Whatever the reason, it was another indication that the Twins were sadly wise in not offering more than a one-year contract to Liriano at the start of the season. Right now -- and this could be the half-emptiness writing -- I'd like to see him finish strong so Liriano has some trade value come winter. Let his inconsistency, whatever the reason, be some other team's problem.

There were other distressing shortcomings against Detroit. The offense failed repeatedly when big hits were needed and Sunday's defense was especially shabby. Liriano wasn't much good Sunday, but his knockout came during an inning when the Twins pretty much gave Detroit five outs. There was Magglio Ordonez stealing his 11th base in the last eight seasons when Joe Mauer double-clutched and then threw high to second base and Alexi Casilla's boot of a double-play grounder that allowed the inning's final run to score. Detroit scored its final run in the sixth on an Anthony Swarzak wild pitch that Mauer should have been able to smother.

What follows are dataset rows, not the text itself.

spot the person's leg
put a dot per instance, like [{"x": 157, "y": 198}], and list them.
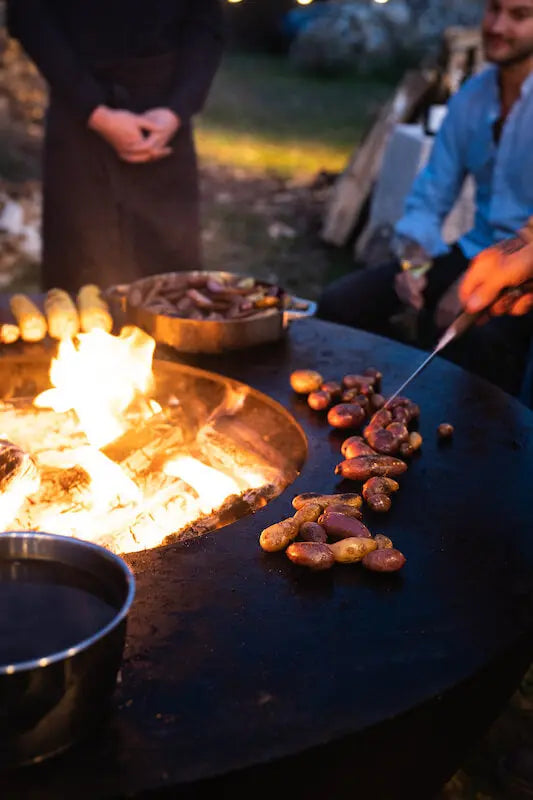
[
  {"x": 81, "y": 242},
  {"x": 363, "y": 299},
  {"x": 497, "y": 351}
]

Sunday's game degenerated to the point of endless TV announcer conversation about the troubles caused by the shadows coming across the field on a sunny day with a late-afternoon start. Just when you thought everything had been said about the subject, they found another ... (Cutting if off here, lest I go on and on and on, too.)

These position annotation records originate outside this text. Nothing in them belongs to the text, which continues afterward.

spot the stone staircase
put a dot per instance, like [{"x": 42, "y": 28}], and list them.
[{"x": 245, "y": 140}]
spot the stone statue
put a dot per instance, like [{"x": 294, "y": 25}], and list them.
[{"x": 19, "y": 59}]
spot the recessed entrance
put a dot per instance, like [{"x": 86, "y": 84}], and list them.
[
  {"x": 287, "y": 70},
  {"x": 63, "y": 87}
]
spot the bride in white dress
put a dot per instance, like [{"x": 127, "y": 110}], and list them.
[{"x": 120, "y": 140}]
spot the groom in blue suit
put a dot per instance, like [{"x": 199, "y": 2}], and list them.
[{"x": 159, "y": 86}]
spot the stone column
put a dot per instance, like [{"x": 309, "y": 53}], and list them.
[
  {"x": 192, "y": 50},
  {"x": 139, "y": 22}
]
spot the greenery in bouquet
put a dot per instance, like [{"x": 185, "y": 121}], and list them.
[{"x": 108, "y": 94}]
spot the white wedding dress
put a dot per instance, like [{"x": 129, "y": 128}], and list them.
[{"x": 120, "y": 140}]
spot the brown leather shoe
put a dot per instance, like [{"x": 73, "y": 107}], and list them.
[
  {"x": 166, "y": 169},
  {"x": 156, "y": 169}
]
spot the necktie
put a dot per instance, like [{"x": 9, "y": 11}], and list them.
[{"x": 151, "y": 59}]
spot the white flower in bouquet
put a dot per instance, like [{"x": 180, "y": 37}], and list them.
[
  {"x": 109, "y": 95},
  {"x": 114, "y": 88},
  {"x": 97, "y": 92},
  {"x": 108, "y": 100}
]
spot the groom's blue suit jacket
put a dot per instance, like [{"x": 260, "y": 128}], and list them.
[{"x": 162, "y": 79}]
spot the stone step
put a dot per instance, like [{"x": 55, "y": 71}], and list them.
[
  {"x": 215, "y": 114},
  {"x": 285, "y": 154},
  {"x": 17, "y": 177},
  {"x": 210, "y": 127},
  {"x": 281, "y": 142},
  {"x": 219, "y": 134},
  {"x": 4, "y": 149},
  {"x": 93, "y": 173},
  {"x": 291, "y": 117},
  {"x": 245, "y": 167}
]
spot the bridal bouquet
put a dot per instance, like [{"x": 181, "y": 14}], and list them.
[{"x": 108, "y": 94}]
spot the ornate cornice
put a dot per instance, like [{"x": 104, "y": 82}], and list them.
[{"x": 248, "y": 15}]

Being seven games out with 61 games to play is not an insurmountable gap.

But...

The Twins start a four-game series tonight against Texas, which had a 12-game winning streak earlier this month before losing three of its last five.

Carrying 13 pitchers leaves a skinny bench that will force Gardy to think twice about hitting for the slumping Ben Revere and Tsuyoshi Nishioka, and perhaps force him to pretend that Jason Kubel is just fine against left-handed pitching, which the Twins should see a lot against the Rangers and in Oakland. (The options are Butera catching/Mauer at first/Cuddyer in right or Mauer catching/Cuddyer at first/Plouffe in right.)

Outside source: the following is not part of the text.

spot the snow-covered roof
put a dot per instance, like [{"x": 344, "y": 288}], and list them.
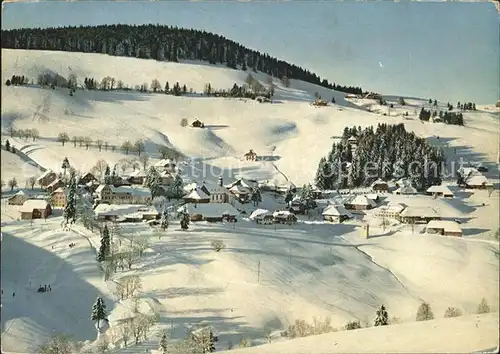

I assume the questions about how aggressively to "buy" talent will be revisited by management. A bad series against Texas and -- depending on how Detroit and Cleveland do at the same time -- the Twins could well run up the sellers' flag for Sunday's trade deadline.

Casilla still has two more home runs that Mauer, who teased us with a sweet hitting run before going 3-for-15 (all singles) in the Detroit series.

The only spirit-propping thing right now is thinking back to 2009, and the number of times I wrote off the Twins chances before their end-of-season title push.

I'd really like to have more to lean on right now than what happened two years ago.